Abusers who failed methadone treatment were allowed to inject legally prescribed heroin into institutions under medical supervision.

Could experience help reduce drug-related crime and improve the health of drug addicts?

The opposition was lacking, expressed cautiously, no. But Dreifuss was standing right in the audience.

The result was incredible. The death rate among dentists has been halved and the crime rate of abusers has dropped considerably.

Nowadays, the treatment is regularly available in Switzerland and new attempts have been made in Germany, the Netherlands, the United Kingdom and Canada. With results that match those of Switzerland.

For his political courage, Dreifuss was awarded the Stockholm Prize for Criminology on Monday, an annual international award created in 2006.
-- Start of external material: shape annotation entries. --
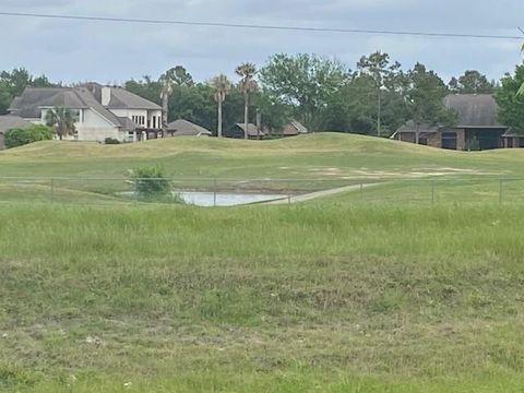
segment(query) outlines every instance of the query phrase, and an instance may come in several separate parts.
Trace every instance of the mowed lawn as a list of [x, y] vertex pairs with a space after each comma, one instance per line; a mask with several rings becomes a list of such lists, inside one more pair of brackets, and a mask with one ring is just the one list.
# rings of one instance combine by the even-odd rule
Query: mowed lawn
[[[523, 158], [337, 134], [1, 152], [0, 392], [522, 392]], [[195, 188], [373, 186], [115, 193], [158, 164]]]
[[515, 203], [524, 193], [523, 159], [521, 150], [451, 152], [333, 133], [275, 141], [179, 138], [117, 146], [41, 142], [0, 152], [0, 201], [127, 203], [129, 169], [159, 165], [180, 191], [300, 194], [373, 183], [380, 187], [341, 198], [352, 204], [498, 204], [502, 188], [502, 200]]
[[522, 392], [521, 207], [0, 211], [0, 391]]

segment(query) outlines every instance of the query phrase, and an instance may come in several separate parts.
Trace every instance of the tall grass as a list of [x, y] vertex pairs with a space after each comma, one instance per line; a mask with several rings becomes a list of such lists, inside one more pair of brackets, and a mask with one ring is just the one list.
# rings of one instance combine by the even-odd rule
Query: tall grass
[[0, 391], [516, 392], [523, 224], [492, 206], [3, 205]]

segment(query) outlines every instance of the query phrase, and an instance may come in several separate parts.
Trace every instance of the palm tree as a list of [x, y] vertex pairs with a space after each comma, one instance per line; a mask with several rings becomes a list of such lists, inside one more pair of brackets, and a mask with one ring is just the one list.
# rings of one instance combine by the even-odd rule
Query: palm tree
[[172, 94], [175, 88], [175, 69], [171, 68], [166, 71], [164, 75], [160, 76], [162, 83], [162, 128], [165, 129], [168, 123], [168, 112], [169, 112], [169, 97]]
[[175, 86], [192, 86], [193, 78], [182, 66], [177, 66], [166, 71], [159, 80], [162, 84], [162, 128], [165, 129], [169, 121], [169, 97], [175, 90]]
[[63, 136], [73, 135], [74, 123], [78, 121], [72, 110], [64, 107], [55, 107], [46, 112], [46, 124], [52, 127], [60, 141]]
[[249, 126], [249, 95], [257, 90], [257, 67], [253, 63], [243, 63], [237, 67], [235, 73], [241, 78], [239, 87], [243, 93], [245, 107], [243, 107], [243, 138], [248, 139], [248, 126]]
[[211, 86], [215, 90], [215, 102], [218, 104], [218, 138], [222, 138], [222, 104], [231, 91], [231, 82], [226, 75], [219, 74], [211, 80]]

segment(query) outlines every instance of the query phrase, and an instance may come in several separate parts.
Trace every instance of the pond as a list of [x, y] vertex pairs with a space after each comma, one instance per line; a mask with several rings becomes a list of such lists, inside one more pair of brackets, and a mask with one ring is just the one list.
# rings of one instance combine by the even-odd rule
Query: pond
[[237, 206], [250, 203], [286, 199], [283, 194], [231, 193], [231, 192], [177, 192], [186, 203], [196, 206]]

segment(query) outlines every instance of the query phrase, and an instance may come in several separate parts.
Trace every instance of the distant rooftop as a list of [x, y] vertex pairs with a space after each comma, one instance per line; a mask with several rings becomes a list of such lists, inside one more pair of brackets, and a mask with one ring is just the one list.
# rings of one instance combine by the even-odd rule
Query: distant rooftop
[[491, 94], [451, 94], [444, 105], [458, 114], [457, 127], [504, 128], [497, 119], [498, 106]]

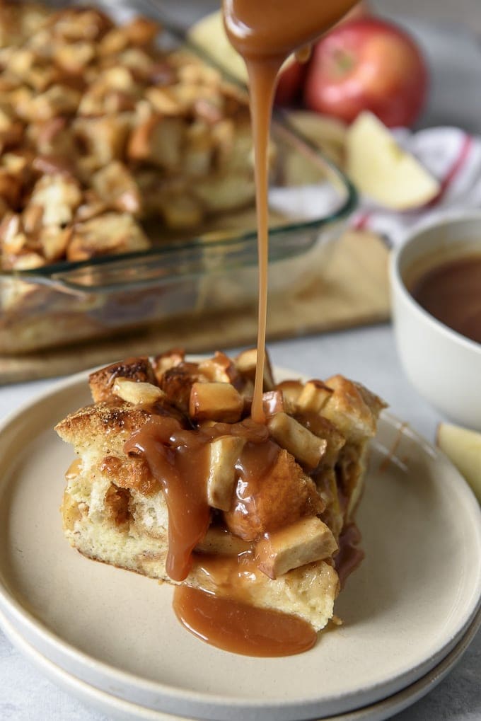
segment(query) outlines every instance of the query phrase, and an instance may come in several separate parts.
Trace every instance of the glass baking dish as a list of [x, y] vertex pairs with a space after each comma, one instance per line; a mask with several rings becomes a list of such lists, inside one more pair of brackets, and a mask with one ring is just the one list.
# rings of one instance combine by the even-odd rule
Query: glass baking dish
[[[118, 22], [138, 14], [154, 17], [162, 23], [163, 43], [174, 48], [185, 42], [177, 29], [166, 25], [162, 4], [95, 4]], [[278, 113], [272, 138], [269, 292], [275, 302], [276, 295], [299, 292], [321, 277], [356, 194], [341, 170]], [[188, 236], [171, 233], [168, 242], [163, 238], [156, 244], [159, 230], [150, 223], [145, 230], [154, 244], [148, 250], [0, 271], [0, 354], [252, 306], [257, 293], [255, 228], [250, 207], [215, 216]]]

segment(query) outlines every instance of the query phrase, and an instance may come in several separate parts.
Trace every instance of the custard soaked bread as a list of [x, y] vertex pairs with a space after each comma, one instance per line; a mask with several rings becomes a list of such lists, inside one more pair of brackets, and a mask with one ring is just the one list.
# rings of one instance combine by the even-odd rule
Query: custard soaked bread
[[93, 373], [93, 404], [56, 429], [79, 456], [63, 527], [90, 558], [318, 630], [362, 557], [353, 513], [384, 403], [340, 376], [275, 384], [268, 366], [255, 423], [255, 360], [173, 350]]

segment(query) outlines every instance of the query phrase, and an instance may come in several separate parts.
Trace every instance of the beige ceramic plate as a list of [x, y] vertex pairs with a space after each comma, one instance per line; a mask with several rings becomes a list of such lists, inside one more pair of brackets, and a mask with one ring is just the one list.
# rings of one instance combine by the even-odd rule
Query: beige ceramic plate
[[[185, 716], [172, 716], [162, 711], [146, 709], [137, 704], [123, 701], [115, 696], [106, 694], [95, 689], [79, 678], [67, 673], [66, 671], [48, 660], [45, 656], [27, 643], [14, 627], [0, 613], [0, 627], [12, 641], [12, 643], [30, 661], [36, 665], [50, 681], [71, 694], [87, 706], [106, 714], [109, 719], [119, 719], [121, 721], [192, 721]], [[383, 721], [390, 718], [394, 713], [407, 708], [415, 702], [432, 691], [449, 673], [453, 666], [462, 658], [464, 651], [474, 639], [481, 627], [481, 609], [480, 609], [466, 632], [453, 650], [428, 673], [406, 689], [389, 696], [387, 699], [364, 706], [362, 709], [348, 712], [346, 714], [323, 717], [322, 721]]]
[[337, 603], [344, 625], [288, 658], [197, 640], [175, 621], [167, 585], [88, 561], [63, 539], [58, 506], [72, 456], [51, 428], [89, 402], [86, 377], [0, 431], [0, 609], [67, 673], [167, 714], [283, 721], [385, 699], [461, 640], [481, 596], [479, 506], [442, 454], [386, 415], [358, 516], [366, 559]]

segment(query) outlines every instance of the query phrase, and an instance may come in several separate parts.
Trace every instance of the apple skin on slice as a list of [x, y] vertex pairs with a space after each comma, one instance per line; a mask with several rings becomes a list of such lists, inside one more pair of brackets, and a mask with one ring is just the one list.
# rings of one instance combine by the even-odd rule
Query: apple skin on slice
[[481, 503], [481, 433], [451, 423], [439, 423], [436, 441]]
[[371, 112], [346, 133], [346, 172], [358, 189], [384, 208], [407, 211], [433, 200], [441, 186]]

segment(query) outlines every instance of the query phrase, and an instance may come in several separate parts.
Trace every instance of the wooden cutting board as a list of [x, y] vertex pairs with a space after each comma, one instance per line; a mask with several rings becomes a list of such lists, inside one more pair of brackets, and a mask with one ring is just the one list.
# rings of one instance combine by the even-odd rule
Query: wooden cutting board
[[[389, 251], [378, 236], [348, 232], [332, 248], [319, 277], [291, 294], [271, 299], [268, 340], [294, 337], [386, 321], [389, 317]], [[190, 353], [252, 345], [255, 306], [234, 312], [162, 322], [128, 335], [27, 355], [0, 357], [0, 383], [66, 375], [132, 355], [153, 355], [174, 346]]]

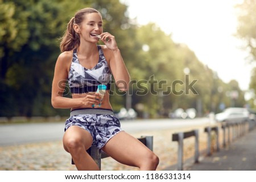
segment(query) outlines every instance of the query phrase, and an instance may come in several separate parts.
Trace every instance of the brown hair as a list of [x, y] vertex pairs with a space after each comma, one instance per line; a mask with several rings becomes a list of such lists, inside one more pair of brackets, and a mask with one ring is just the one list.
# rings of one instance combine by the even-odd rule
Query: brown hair
[[80, 45], [80, 37], [79, 34], [74, 30], [74, 24], [80, 25], [81, 23], [84, 20], [84, 15], [85, 14], [93, 12], [98, 13], [101, 16], [101, 14], [97, 10], [93, 8], [87, 7], [77, 11], [75, 16], [71, 18], [68, 24], [64, 35], [61, 39], [61, 41], [60, 42], [60, 48], [61, 52], [73, 50], [75, 48]]

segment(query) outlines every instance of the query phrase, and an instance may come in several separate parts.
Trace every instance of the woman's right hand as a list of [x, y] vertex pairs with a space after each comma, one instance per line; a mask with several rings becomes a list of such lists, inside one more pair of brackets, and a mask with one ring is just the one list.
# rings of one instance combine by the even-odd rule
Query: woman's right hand
[[93, 105], [98, 105], [101, 103], [102, 99], [100, 93], [88, 92], [82, 95], [82, 107], [93, 108]]

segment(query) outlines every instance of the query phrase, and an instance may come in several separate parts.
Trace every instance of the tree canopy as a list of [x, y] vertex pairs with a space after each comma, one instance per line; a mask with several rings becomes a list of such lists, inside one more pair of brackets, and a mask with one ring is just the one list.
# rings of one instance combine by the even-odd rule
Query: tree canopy
[[193, 107], [201, 115], [218, 112], [220, 104], [231, 105], [226, 93], [233, 90], [239, 92], [236, 105], [245, 104], [236, 81], [224, 83], [155, 24], [138, 26], [118, 0], [0, 0], [0, 116], [68, 115], [69, 109], [52, 107], [51, 83], [60, 37], [84, 7], [101, 12], [104, 31], [115, 36], [131, 75], [128, 94], [113, 88], [114, 110], [127, 105], [127, 94], [139, 116], [152, 117], [179, 107]]

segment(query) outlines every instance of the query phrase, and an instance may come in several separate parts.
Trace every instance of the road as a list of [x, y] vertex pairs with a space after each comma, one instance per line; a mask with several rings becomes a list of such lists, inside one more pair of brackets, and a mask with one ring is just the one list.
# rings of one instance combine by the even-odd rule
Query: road
[[[193, 120], [148, 119], [121, 121], [121, 127], [127, 132], [157, 130], [208, 124], [208, 118]], [[62, 139], [64, 122], [42, 122], [0, 125], [0, 146]]]

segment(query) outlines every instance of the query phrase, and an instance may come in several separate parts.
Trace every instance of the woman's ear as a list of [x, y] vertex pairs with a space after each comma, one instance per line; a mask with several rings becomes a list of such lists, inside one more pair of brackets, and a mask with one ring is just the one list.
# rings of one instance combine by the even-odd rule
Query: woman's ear
[[76, 33], [80, 33], [80, 27], [79, 27], [77, 24], [75, 24], [73, 27], [74, 30]]

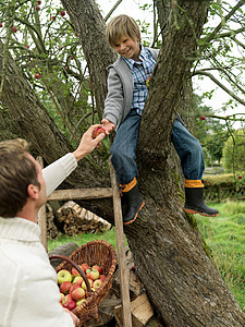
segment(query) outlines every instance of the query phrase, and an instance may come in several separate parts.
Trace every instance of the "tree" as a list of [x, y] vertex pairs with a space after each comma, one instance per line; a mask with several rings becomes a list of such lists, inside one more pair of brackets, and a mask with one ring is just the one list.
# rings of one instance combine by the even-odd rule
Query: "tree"
[[[106, 66], [115, 57], [106, 46], [105, 22], [94, 0], [62, 3], [78, 34], [101, 118]], [[125, 234], [137, 274], [162, 324], [243, 326], [244, 314], [207, 255], [195, 219], [183, 211], [180, 165], [170, 142], [175, 112], [191, 111], [193, 107], [188, 77], [209, 2], [170, 4], [156, 1], [159, 22], [164, 24], [160, 26], [164, 44], [150, 83], [138, 141], [139, 186], [146, 205], [135, 223], [125, 228]], [[71, 149], [72, 143], [68, 133], [57, 128], [4, 45], [0, 44], [2, 106], [8, 108], [16, 129], [50, 162]], [[110, 185], [107, 161], [101, 157], [100, 152], [95, 152], [62, 186]], [[83, 206], [113, 221], [111, 199], [84, 201]]]
[[223, 166], [225, 172], [235, 172], [245, 170], [245, 134], [243, 130], [235, 131], [224, 144]]

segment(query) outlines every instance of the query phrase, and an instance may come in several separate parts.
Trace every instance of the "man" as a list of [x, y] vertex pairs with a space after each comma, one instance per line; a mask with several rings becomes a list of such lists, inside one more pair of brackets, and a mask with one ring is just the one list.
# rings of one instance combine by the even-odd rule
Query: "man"
[[57, 274], [39, 240], [37, 215], [47, 196], [99, 145], [93, 125], [73, 153], [44, 170], [24, 140], [0, 143], [0, 326], [72, 327], [79, 319], [60, 303]]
She shares it with criminology professor Peter Reuter, who caught the attention of the international community when he explained and defended the Swiss attempt.

Sweden then? What would happen if a leading politician even offered heroin bought by the government? What would it look like in a country that has for decades been carrying out a fundamentalist drug policy, where explosions must already be politically infected forever before being tried?

I do not rule out that moral panic reaches previously unknown levels on the Richter scale and that the unfortunate minister was forced to abandon his eyelids and spend the rest of his life with knowledge it was a crime for which forgiveness is impossible.

But there are flashes of light. Swedish drug policy, which has been the scariest for decades, a policy that has led to a higher drug-related mortality than in most Western European countries, is slowing down.

It started with the then Minister of Public Health, Gabriel Wikström, in early 2016, who issued a speech saying that we "had been painted in a corner and perceived as extremists".

As one of the last EU countries, Sweden has started to advocate for harm reduction, ie actions that, at the same time, are dogmatic era, were considered flum liberalism and drug addict.

Since then, something has happened. Following a change in law, local politicians will no longer be able to veto splash replacement. Unfortunately, there is still only one-third of the county councils, but it is going in the right direction.

And last year, the Public Health Authority and the National Board of Health and Social Affairs jointly tabled a proposal for various efforts in the area of ​​care and damage to the government.

Ruth Dreifuss has no place for contemporary Swedish politics. There is political radicalism about the introduction of the most neoliberal school in the world or the closing of borders.

However, in Sweden, the drug policy has made little progress.